Same here. Does it make any sense to instantiate this clock without a 
notifier callback?

> +		cpuclk->clk_nb.notifier_call = soc_data->clk_cb;
> +		if (clk_notifier_register(__clk_lookup(parents[0]),
> +				&cpuclk->clk_nb)) {
> +			pr_err("%s: failed to register clock notifier for %s\n",
> +					__func__, name);
> +			goto free_cpuclk_data;
> +		}
> +	}
> +
> +	if (num_parents == 2) {

When num_parents could be other than 2?

> +		cpuclk->alt_parent = __clk_lookup(parents[1]);
> +		if (!cpuclk->alt_parent) {
> +			pr_err("%s: could not lookup alternate parent %s\n",
> +					__func__, parents[1]);
> +			ret = -EINVAL;
> +			goto free_cpuclk_data;
> +		}
> +	}
> +
> +	clk = clk_register(NULL, &cpuclk->hw);
> +	if (IS_ERR(clk)) {
> +		pr_err("%s: could not register cpuclk %s\n", __func__,	name);
> +		ret = PTR_ERR(clk);
> +		goto free_cpuclk_data;
> +	}
> +
> +	samsung_clk_add_lookup(clk, lookup_id);
> +	return 0;
> +
> +free_cpuclk_data:
> +	kfree(cpuclk->data);
> +free_cpuclk:
> +	kfree(cpuclk);
> +	return ret;
> +}
> +
> +static inline void _exynos4210_set_armclk_div(void __iomem *base,
> +			unsigned long div)

I'd say it would be better to leave the decision about inlining to the 
compiler.

> +{
> +	writel((readl(base + DIV_CPU0) & ~0xf) | div, base + DIV_CPU0);

CORE_RATIO bitfield is 3-bit wide.

> +	while (readl(base + DIV_STAT_CPU0) != 0)
> +		;

Wouldn't it be better to add some timeout and print an error to make 
sure that even if something wrong happens the user will know that it 
happened?

> +}
> +
> +static unsigned long exynos4210_armclk_recalc_rate(struct clk_hw *hw,
> +				unsigned long parent_rate)
> +{
> +	struct samsung_cpuclk *armclk = to_samsung_cpuclk_hw(hw);
> +	void __iomem *base = armclk->ctrl_base + armclk->offset;
> +
> +	return parent_rate / EXYNOS4210_ARM_DIV1(base) /
> +				EXYNOS4210_ARM_DIV2(base);

The code would be more readable if you read the register to a temporary 
variable using readl() directly and then accessing its contents.

> +}
> +
> +/*
> + * This clock notifier is called when the frequency of the parent clock
> + * of armclk is to be changed.
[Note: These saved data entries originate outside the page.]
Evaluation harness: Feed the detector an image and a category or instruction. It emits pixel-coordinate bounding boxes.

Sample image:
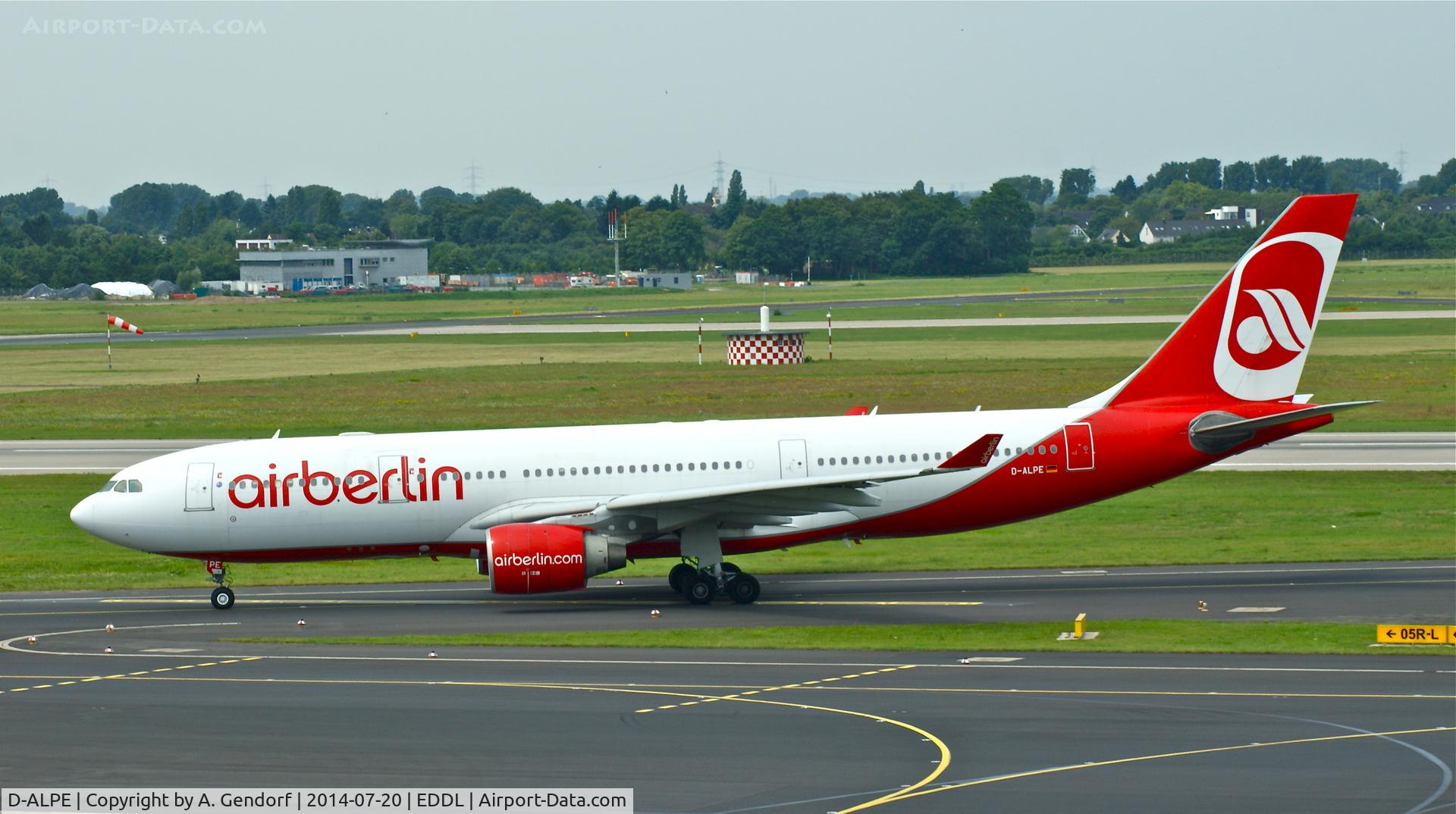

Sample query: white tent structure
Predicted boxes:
[92,283,153,297]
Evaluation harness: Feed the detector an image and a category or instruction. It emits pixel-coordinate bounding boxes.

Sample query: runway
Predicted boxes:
[0,561,1456,814]
[0,286,1456,348]
[0,433,1456,474]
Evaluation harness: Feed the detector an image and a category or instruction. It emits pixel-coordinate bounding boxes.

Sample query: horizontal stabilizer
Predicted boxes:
[1188,402,1376,438]
[937,433,1003,469]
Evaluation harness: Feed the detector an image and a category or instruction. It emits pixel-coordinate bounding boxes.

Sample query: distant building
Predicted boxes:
[1203,207,1260,226]
[233,234,293,252]
[1415,198,1456,213]
[237,240,429,291]
[638,271,693,290]
[1138,220,1244,246]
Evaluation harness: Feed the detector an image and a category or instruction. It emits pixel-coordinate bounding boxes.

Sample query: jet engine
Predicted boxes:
[475,523,628,594]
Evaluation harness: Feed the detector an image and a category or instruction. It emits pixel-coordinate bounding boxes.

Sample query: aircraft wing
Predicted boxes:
[469,434,1002,537]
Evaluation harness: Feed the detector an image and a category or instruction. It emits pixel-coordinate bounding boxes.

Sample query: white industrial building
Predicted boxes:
[237,240,429,291]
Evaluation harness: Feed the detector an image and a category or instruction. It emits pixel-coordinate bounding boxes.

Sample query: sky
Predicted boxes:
[0,2,1456,207]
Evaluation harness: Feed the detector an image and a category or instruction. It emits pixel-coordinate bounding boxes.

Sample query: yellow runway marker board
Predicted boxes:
[1374,625,1456,645]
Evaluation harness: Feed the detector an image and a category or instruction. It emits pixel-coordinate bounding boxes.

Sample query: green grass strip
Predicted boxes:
[224,623,1456,656]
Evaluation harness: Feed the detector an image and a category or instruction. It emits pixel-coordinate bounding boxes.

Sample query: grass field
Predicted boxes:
[223,619,1456,656]
[0,471,1456,596]
[0,261,1456,333]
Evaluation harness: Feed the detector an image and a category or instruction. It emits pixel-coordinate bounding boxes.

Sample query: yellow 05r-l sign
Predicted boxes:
[1374,625,1456,645]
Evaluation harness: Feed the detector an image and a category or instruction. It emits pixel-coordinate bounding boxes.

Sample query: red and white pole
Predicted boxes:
[106,313,143,370]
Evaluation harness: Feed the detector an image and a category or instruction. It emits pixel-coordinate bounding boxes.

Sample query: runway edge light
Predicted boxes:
[1057,613,1098,642]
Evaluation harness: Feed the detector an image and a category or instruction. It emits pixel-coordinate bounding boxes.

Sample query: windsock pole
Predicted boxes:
[106,313,144,370]
[824,308,834,361]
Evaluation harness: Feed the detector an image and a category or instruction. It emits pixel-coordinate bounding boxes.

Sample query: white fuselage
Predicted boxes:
[73,408,1089,559]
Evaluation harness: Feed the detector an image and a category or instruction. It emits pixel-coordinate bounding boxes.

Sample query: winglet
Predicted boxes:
[937,433,1002,469]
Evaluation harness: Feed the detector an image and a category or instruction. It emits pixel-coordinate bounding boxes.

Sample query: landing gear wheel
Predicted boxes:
[728,572,760,604]
[682,574,718,604]
[667,562,698,594]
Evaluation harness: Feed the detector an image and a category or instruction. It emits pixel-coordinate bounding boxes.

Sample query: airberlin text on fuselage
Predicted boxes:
[227,456,464,509]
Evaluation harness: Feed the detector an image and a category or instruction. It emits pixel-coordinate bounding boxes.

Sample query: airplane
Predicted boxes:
[71,195,1372,609]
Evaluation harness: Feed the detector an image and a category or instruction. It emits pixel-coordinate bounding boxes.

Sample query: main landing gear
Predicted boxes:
[667,562,760,604]
[667,521,760,604]
[207,559,233,610]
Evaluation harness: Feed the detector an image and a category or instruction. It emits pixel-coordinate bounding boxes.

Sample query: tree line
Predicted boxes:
[0,156,1456,290]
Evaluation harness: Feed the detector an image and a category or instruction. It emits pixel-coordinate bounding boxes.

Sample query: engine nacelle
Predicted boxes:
[476,523,628,594]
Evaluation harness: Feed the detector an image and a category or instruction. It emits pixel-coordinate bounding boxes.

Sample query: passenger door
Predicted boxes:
[187,463,212,511]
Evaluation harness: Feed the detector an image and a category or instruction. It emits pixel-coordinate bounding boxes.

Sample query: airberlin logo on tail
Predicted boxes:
[1228,288,1315,364]
[1213,231,1341,402]
[225,456,464,509]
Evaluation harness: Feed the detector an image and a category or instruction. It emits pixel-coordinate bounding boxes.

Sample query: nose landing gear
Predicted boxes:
[207,559,233,610]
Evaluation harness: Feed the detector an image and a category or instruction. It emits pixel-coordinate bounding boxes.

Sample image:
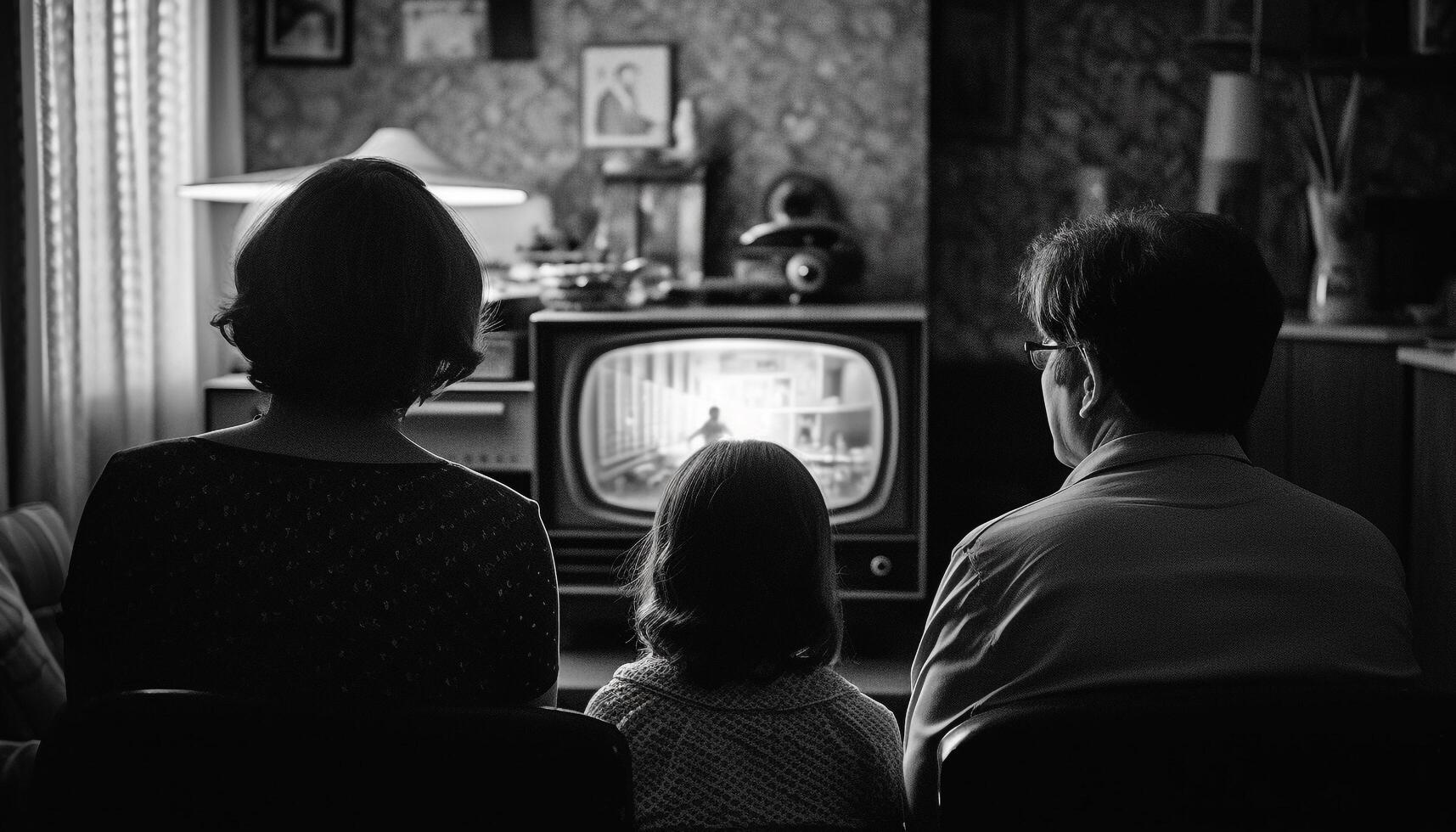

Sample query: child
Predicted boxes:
[587,440,904,829]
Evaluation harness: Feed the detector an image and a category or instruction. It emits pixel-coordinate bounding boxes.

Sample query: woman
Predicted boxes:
[63,159,558,704]
[587,439,904,829]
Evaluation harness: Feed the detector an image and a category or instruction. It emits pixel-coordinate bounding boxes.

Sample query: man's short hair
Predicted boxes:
[212,159,482,411]
[1020,207,1285,431]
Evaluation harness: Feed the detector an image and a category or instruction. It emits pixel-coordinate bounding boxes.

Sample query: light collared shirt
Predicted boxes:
[904,431,1419,820]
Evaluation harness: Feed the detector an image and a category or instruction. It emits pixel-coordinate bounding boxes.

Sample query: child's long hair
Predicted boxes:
[633,440,845,688]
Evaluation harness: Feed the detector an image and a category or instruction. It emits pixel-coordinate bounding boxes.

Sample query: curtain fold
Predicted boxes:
[22,0,200,525]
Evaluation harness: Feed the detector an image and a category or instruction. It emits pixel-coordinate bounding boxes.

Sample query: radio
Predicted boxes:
[734,218,865,301]
[734,171,865,301]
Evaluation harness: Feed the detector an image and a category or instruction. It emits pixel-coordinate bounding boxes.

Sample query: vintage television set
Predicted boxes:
[530,303,926,599]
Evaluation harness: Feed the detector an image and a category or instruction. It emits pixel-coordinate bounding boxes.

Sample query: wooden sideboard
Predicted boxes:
[1397,346,1456,694]
[1244,321,1431,557]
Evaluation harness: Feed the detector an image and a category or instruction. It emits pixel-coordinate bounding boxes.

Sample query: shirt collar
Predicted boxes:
[613,655,856,711]
[1061,430,1249,488]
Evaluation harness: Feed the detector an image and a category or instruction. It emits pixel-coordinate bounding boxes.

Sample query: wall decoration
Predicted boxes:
[930,0,1020,141]
[399,0,486,65]
[258,0,354,67]
[239,0,931,300]
[488,0,536,61]
[581,43,672,147]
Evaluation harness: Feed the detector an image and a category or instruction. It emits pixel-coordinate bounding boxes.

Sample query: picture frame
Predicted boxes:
[399,0,489,65]
[580,43,674,149]
[258,0,354,67]
[930,0,1022,144]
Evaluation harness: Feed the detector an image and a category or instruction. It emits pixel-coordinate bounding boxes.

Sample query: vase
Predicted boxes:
[1307,185,1369,323]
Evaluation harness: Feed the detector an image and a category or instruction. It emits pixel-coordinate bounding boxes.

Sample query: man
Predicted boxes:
[904,208,1419,826]
[597,61,654,136]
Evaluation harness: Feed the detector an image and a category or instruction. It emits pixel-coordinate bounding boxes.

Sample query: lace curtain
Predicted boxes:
[22,0,207,525]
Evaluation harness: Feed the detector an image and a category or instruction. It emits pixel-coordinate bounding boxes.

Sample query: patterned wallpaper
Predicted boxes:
[243,0,927,297]
[929,0,1456,360]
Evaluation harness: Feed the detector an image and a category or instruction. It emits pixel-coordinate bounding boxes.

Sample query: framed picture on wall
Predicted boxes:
[399,0,488,65]
[258,0,354,67]
[581,43,672,147]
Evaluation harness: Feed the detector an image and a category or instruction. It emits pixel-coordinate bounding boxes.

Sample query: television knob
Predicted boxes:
[784,250,829,295]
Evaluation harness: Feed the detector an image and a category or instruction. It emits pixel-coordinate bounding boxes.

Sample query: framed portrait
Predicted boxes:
[399,0,536,65]
[581,43,672,147]
[930,0,1022,144]
[258,0,354,67]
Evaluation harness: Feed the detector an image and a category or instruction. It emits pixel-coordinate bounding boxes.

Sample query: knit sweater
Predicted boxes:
[587,655,904,830]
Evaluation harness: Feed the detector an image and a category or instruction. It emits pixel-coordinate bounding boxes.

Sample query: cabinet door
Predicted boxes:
[1407,370,1456,694]
[1285,341,1409,552]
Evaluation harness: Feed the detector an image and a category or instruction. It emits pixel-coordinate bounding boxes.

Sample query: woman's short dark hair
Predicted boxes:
[212,159,482,411]
[1020,205,1285,431]
[633,439,845,688]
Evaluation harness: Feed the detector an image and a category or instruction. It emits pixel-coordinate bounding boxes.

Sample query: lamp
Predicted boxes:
[177,126,527,208]
[1198,0,1264,232]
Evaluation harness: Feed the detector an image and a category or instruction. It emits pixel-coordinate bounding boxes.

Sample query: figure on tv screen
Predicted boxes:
[687,405,733,444]
[587,439,904,830]
[61,159,558,706]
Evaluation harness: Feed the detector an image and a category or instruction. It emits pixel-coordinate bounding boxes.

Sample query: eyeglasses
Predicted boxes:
[1022,341,1077,370]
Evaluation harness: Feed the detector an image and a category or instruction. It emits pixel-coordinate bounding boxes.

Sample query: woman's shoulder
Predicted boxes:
[585,665,664,727]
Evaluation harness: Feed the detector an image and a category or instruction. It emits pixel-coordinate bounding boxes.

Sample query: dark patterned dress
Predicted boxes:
[61,439,558,706]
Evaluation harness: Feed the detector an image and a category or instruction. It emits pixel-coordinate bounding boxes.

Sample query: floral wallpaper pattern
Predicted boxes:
[243,0,927,297]
[929,0,1456,360]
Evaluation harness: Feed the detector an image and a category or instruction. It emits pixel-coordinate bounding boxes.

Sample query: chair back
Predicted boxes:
[939,682,1456,832]
[29,691,633,830]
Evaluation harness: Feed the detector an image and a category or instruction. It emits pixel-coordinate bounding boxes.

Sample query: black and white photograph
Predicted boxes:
[581,43,672,149]
[258,0,354,67]
[0,0,1456,832]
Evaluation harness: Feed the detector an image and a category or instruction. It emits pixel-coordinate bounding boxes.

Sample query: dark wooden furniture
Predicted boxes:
[31,691,633,832]
[556,647,910,722]
[1245,322,1431,555]
[1399,348,1456,694]
[939,679,1456,832]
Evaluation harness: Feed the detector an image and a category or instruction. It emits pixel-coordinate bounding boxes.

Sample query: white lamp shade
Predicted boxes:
[177,126,527,207]
[1203,73,1259,162]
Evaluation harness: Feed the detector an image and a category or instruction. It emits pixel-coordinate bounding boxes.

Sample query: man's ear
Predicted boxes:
[1077,350,1112,419]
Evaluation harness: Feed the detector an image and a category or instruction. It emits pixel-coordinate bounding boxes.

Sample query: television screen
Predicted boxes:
[576,336,886,511]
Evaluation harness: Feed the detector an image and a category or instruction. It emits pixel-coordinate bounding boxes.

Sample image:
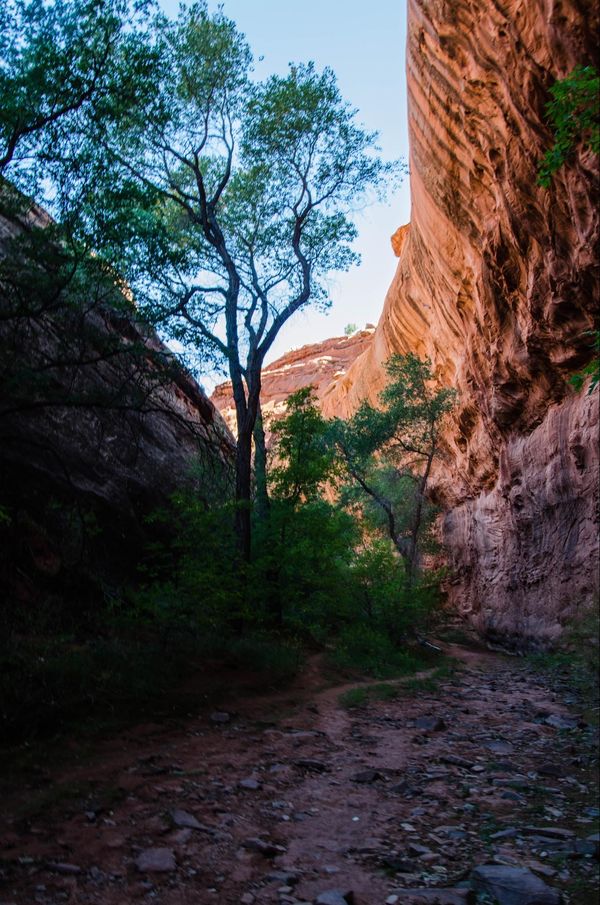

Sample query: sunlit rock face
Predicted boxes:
[0,202,235,603]
[211,327,375,433]
[324,0,600,641]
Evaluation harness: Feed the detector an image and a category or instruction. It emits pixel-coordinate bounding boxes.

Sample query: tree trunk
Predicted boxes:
[235,428,252,562]
[254,403,270,521]
[406,447,436,588]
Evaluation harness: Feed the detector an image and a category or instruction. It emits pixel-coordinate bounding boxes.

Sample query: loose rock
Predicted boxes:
[134,848,177,874]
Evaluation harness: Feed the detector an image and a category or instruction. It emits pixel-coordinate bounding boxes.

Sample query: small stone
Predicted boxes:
[314,889,354,905]
[490,826,518,840]
[168,828,194,845]
[521,826,575,839]
[294,757,329,773]
[266,870,299,886]
[408,842,432,858]
[351,770,381,784]
[485,740,514,754]
[48,861,81,876]
[383,858,418,874]
[471,864,561,905]
[395,887,473,905]
[242,838,279,858]
[415,716,446,732]
[439,754,473,770]
[134,848,177,874]
[209,710,231,725]
[537,764,566,779]
[238,776,262,792]
[169,809,204,830]
[544,713,580,729]
[586,833,600,859]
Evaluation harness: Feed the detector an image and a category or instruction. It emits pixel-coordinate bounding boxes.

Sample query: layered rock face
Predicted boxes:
[0,205,234,600]
[324,0,600,641]
[211,326,375,433]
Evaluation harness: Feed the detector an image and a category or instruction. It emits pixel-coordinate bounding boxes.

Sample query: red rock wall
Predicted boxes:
[324,0,600,640]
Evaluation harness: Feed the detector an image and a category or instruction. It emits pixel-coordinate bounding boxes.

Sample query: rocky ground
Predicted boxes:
[0,646,600,905]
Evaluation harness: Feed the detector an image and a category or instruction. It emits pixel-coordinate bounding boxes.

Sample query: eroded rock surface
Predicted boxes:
[323,0,600,640]
[211,327,375,433]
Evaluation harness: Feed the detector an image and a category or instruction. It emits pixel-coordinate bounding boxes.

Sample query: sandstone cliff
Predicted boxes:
[0,204,234,600]
[324,0,600,640]
[211,327,374,433]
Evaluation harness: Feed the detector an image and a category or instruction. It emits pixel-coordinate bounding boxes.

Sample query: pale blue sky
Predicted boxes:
[160,0,410,368]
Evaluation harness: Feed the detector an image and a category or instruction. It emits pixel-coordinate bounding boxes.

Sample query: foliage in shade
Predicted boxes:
[331,354,455,585]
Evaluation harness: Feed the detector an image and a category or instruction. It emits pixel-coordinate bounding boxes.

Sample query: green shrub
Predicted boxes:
[333,623,420,679]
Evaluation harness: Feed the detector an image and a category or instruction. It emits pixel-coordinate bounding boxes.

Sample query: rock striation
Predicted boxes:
[324,0,600,643]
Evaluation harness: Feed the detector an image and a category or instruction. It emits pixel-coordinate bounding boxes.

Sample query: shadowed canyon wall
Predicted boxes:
[324,0,600,641]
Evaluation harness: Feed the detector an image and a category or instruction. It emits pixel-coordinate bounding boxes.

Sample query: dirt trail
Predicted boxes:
[0,647,598,905]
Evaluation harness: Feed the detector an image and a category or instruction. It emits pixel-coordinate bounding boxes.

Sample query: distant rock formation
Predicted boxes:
[211,326,375,433]
[323,0,600,643]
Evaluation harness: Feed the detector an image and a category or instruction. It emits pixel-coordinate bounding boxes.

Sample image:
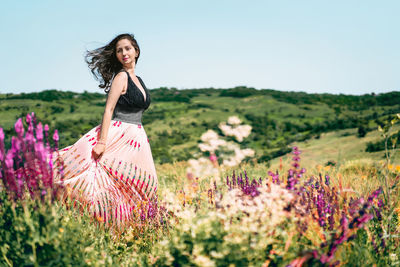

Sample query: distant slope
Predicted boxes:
[0,87,400,163]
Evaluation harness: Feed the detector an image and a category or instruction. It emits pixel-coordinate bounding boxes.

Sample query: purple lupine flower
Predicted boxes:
[14,118,24,137]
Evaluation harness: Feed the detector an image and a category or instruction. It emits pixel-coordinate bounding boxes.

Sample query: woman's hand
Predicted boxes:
[92,143,106,161]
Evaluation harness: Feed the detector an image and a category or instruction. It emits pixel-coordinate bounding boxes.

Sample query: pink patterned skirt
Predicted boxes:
[53,120,158,227]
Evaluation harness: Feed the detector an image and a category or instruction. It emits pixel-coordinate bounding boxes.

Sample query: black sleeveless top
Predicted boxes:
[112,70,151,124]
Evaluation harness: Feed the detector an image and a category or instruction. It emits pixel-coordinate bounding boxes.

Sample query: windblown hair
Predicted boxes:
[85,33,140,93]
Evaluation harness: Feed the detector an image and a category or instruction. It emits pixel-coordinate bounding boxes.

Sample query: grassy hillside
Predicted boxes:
[0,87,400,163]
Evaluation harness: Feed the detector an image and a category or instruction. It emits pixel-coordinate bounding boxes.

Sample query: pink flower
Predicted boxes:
[14,118,24,136]
[53,130,60,142]
[0,128,4,142]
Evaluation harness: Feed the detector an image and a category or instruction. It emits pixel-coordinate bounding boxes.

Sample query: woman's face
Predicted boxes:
[115,39,138,66]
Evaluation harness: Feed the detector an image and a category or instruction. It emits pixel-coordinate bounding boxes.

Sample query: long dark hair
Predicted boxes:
[85,33,140,93]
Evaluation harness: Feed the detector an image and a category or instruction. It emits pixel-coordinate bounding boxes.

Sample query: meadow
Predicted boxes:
[0,87,400,266]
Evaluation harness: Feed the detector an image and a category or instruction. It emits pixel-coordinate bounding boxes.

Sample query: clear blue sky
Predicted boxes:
[0,0,400,94]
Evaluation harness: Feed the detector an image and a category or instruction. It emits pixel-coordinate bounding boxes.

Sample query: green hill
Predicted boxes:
[0,87,400,163]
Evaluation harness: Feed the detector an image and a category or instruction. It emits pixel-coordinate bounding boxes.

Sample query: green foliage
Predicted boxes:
[0,86,400,163]
[0,192,140,266]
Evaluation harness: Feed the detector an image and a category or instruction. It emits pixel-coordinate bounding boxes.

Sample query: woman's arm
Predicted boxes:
[99,72,128,143]
[93,72,128,160]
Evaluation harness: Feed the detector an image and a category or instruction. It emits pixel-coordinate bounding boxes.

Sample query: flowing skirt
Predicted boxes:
[53,120,158,227]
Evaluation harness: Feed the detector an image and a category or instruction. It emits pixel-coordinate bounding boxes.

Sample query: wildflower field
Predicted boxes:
[0,113,400,266]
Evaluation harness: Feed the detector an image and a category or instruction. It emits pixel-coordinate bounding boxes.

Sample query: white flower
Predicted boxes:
[201,130,218,142]
[228,116,242,125]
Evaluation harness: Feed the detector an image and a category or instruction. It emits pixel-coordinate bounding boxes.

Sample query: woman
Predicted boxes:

This notifier handles the setting up all
> + * the divider clocks, remux to temporary parent and handling the safe
> + * frequency levels when using temporary parent.
> + */
> +static int exynos4210_armclk_notifier_cb(struct notifier_block *nb,
> +				unsigned long event, void *data)
> +{
> +	struct clk_notifier_data *ndata = data;
> +	struct samsung_cpuclk *armclk = to_samsung_cpuclk_nb(nb);
> +	struct exynos4210_armclk_data *armclk_data;
> +	unsigned long alt_prate, alt_div, div0, div1, mux_reg;
> +	void __iomem *base;
> +	bool need_safe_freq;
> +
> +	armclk_data = armclk->data;
> +	base = armclk->ctrl_base + armclk->offset;
> +	alt_prate = clk_get_rate(armclk->alt_parent);
> +
> +	if (event == POST_RATE_CHANGE)
> +		goto e4210_armclk_post_rate_change;

This would look better if you separated the main configuration code from 
the notifier callback, like this:

	int ret = 0;

	switch (event) {
	case POST_RATE_CHANGE:
		ret = exynos4210_armclk_post_rate_change(...);
		break;
	case PRE_RATE_CHANGE:
		ret = exynos4210_armclk_pre_rate_change(...);
		break;
	}

	return notifier_from_errno(ret);

By the way, I wonder if some of this couldn't simply happen in 
.set_rate() op of this clock, since

> +
> +	/* pre-rate change. find out the divider values to use for clock data */
> +	while (armclk_data->prate != ndata->new_rate) {
> +		if (armclk_data->prate == 0)
> +			return NOTIFY_BAD;
> +		armclk_data++;
> +	}
> +
> +	div0 = armclk_data->div0;
> +	div1 = armclk_data->div1;

You should always use read-modify-write for such registers to preserve 
reserved bits. This will also clean a bit safe frequency activation, see 
below.

> +	if (readl(base + SRC_CPU) & EXYNOS4210_MUX_HPM_MASK) {
> +		div1 = readl(base + DIV_CPU1) & EXYNOS4210_DIV1_HPM_MASK;
> +		div1 |= ((armclk_data->div1) & ~EXYNOS4210_DIV1_HPM_MASK);
> +	}
> +
> +	/*
> +	 * if the new and old parent clock speed is less than the clock speed
> +	 * of the alternate parent, then it should be ensured that at no point
> +	 * the armclk speed is more than the old_prate until the dividers are
> +	 * set.
> +	 */
> +	need_safe_freq = ndata->old_rate < alt_prate &&
> +				ndata->new_rate < alt_prate;

Are you sure this condition is correct? The parent clock (PLL) alone 
doesn't fully determine the rate of ARM clock, because you are also 
changing div_core. So you can end up with PLL going down, while ARM 
clock going up, because the divisors are significantly lowered.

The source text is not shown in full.